Nelson Mandela has pledged to find the truth of the Mozambican leader’s death. Pik Botha also thinks it would be a good idea
David Shapshak
FORMER foreign minister Pik Botha says re- opening the Samora Machel crash inquiry may be the only way “to clear up lingering doubts” about the circumstances in which the Mozambique president died 10 years ago.
His call follows an emotional ceremony at the site of the crash last week when President Nelson Mandela, watching a tearful Graa Machel lay a wreath in memory of her husband, vowed to uncover the truth about the disaster.
“Certainty about the precise chain of events which robbed Africa of one of her greatest leaders still eludes us,” said Mandela. “There are unanswered questions along the journey that led to the loss of more than 30 lives on this hillside. And we shall leave no stone unturned to ensure that, in the fullness of time, nothing but the whole truth is known about these events.”
Botha, who was centrally involved in events of the time said: “I can understand there are lingering doubts, suspicions. Let’s investigate them. I am fairly convinced we did everything we could, that the inquiry was properly done … for example, we sent the voice recorder for analysis to a European country, and it was my task to see that a clinical, fair investigation was conducted.
“Perhaps only [a new investigation] will allay those suspicions. I have learned recently that anything is possible. I have learned [through revelations at the trial of Eugene de Kock] that we were deceived and that we took some decisions on the basis of false information.”
Judge Cecil Margo, who headed up the
official inquiry, said it would be possible to reopen the investigation, but only if new evidence was produced.
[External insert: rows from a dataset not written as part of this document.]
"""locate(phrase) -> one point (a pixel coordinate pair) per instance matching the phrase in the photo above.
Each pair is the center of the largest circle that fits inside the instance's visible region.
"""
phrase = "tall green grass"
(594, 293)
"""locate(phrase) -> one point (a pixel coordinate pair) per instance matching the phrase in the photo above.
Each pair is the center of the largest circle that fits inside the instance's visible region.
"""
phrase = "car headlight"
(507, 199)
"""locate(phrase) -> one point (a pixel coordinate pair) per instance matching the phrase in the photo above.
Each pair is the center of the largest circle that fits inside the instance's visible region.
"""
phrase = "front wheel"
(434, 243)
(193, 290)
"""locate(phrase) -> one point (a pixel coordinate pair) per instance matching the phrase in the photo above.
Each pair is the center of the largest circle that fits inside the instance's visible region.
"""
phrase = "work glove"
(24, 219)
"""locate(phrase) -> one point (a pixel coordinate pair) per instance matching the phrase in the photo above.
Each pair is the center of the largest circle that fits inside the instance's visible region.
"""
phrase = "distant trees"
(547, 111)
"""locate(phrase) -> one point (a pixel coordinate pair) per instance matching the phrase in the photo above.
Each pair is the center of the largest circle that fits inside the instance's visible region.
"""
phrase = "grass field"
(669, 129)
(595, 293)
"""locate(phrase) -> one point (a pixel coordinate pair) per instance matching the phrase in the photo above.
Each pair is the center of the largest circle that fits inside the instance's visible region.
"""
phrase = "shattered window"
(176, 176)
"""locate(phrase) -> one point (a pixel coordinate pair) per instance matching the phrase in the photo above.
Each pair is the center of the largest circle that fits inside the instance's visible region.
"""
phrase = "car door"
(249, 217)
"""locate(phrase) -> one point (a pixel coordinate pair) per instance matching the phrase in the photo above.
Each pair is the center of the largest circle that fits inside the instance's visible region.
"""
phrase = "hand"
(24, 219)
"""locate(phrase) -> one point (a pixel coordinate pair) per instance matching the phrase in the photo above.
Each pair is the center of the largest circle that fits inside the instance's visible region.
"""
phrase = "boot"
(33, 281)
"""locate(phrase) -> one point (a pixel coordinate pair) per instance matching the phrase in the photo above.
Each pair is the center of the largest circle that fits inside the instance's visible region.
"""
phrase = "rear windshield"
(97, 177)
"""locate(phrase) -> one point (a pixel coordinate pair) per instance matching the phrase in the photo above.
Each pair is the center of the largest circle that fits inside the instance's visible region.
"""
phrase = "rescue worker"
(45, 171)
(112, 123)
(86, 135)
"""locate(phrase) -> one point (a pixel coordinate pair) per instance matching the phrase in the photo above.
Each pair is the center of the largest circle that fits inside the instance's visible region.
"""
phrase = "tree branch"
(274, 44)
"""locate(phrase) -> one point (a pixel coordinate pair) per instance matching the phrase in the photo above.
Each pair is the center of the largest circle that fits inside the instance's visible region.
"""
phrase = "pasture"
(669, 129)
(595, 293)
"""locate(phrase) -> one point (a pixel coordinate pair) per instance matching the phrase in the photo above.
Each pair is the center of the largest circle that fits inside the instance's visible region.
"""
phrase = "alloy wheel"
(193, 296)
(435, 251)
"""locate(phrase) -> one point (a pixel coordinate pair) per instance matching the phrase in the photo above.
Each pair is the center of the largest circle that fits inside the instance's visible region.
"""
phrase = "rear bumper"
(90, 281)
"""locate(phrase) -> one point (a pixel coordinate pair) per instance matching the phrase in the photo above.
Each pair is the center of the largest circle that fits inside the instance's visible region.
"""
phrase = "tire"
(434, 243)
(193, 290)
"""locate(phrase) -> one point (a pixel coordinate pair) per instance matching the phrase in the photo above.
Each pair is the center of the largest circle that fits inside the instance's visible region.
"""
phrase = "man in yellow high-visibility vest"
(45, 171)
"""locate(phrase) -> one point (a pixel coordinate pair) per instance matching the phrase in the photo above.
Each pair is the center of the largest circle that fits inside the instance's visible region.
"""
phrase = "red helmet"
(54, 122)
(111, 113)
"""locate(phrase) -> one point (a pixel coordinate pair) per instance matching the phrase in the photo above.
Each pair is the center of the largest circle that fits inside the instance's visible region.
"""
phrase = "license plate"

He said the technical investigations had been through and that the recovery of the flight recorder and cockpit recordings had given them all the material necessary for their conclusions.
He emphatically denied that he could have been a victim of a security force cover-up or conspiracy. “That’s ridiculous, we had the flight recorder right in front of us,” he said.
Civil Aviation Authority chief director Rennie van Zyl told the M&G that there is no new evidence about the crash to dig up. He said the tripartite technical team (consisting of South African, Mozambican and Russian investigators) did an “exceptional job as far as the factual basis was concerned”.
“There was nothing unexplored. It was a pure operations and human-related accident,” he said, laying the blame squarely with the “incompetent” Russian aircrew.